Ten minutes later, Sonya came in.
“My client’s color needs to set. What did she say?”
I took a deep breath and tried to compose myself, pushed down the lump in my throat, ignored the burning behind my eyes.
“She fired me,” I said flatly.
“Oh my God, I’m so sorry,” Sonya said, clasping her hands across her mouth. “If I’d know what she was after… but you know how sneaky she gets with her questions. Before I knew it, she had all the answers out of me and I thought she was talking about my overtime.”

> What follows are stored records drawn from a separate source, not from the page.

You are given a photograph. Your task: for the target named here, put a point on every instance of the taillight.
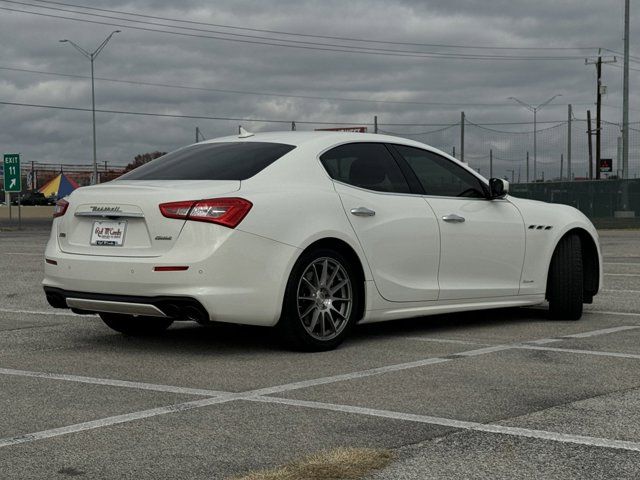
(223, 211)
(60, 208)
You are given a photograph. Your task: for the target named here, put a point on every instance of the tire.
(315, 318)
(565, 286)
(135, 325)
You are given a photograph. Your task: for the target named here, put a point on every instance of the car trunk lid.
(123, 218)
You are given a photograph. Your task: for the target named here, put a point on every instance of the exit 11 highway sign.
(12, 181)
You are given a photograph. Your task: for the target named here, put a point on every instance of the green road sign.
(12, 181)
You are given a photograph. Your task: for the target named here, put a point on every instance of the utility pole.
(535, 129)
(462, 137)
(589, 133)
(490, 163)
(625, 98)
(92, 56)
(599, 91)
(569, 118)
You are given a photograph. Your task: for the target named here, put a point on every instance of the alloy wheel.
(324, 298)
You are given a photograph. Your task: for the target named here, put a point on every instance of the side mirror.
(498, 188)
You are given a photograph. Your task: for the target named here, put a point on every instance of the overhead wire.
(307, 35)
(253, 39)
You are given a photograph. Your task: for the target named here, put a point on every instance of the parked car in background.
(312, 232)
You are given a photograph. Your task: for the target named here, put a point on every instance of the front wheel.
(565, 287)
(135, 325)
(321, 301)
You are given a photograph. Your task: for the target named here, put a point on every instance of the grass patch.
(336, 464)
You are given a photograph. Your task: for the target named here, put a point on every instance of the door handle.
(362, 212)
(453, 218)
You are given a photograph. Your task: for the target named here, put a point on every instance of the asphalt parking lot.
(495, 394)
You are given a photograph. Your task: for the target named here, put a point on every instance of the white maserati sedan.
(312, 232)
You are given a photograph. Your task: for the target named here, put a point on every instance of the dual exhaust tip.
(187, 309)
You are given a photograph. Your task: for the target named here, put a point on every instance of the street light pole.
(535, 125)
(92, 56)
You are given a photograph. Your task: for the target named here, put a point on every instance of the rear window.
(211, 161)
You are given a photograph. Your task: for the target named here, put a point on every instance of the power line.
(272, 94)
(243, 119)
(296, 34)
(289, 44)
(421, 133)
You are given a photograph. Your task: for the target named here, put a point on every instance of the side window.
(440, 176)
(365, 165)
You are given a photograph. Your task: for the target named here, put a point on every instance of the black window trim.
(405, 165)
(413, 189)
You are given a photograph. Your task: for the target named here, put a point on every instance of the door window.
(365, 165)
(440, 176)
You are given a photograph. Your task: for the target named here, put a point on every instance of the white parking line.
(41, 312)
(585, 352)
(112, 383)
(257, 395)
(602, 312)
(604, 331)
(445, 340)
(448, 422)
(104, 422)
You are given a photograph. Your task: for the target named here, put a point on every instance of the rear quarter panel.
(541, 242)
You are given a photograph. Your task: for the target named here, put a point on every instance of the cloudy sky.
(430, 81)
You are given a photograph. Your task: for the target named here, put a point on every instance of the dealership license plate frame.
(116, 242)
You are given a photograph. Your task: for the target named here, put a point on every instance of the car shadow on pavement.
(183, 337)
(451, 323)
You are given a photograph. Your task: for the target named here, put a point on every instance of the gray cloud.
(65, 136)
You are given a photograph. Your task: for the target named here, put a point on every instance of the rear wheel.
(321, 300)
(135, 325)
(565, 287)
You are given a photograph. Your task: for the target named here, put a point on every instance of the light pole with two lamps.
(535, 112)
(92, 56)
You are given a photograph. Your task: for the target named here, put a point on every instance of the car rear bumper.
(239, 280)
(183, 308)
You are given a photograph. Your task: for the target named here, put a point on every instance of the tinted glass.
(440, 176)
(211, 161)
(365, 165)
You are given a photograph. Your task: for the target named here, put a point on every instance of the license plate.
(108, 234)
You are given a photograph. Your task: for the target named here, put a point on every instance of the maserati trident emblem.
(104, 209)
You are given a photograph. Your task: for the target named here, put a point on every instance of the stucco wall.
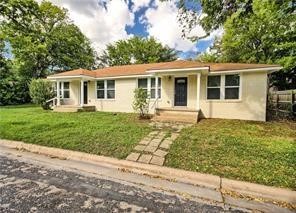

“It’s fine,” I said, turning my back on Sonya because my eyes were filling up with tears despite my efforts, and I didn’t want to show her that, even though she’d betrayed me and she deserved to feel guilty as hell.
I left the salon with my bag slung over my shoulder, and I didn’t look back to the place where I’d dedicated four years of my time.
What would I do now? Where would I get money to pay for Trevor’s school and gas and food? Nancy wouldn’t give me a good reference letter. She was the type that believed the next employer ought to know about their prospective employee’s flaws. She was the type that would be so brutally honest it would just sound like she hated me.
I drove to a park and chose a parking space that overlooked the pond. To my side, children were playing on the swings, and there were pedal boats on the water. I took out the food I’d made for lunch and took a bite, but it turned to sand in my mouth.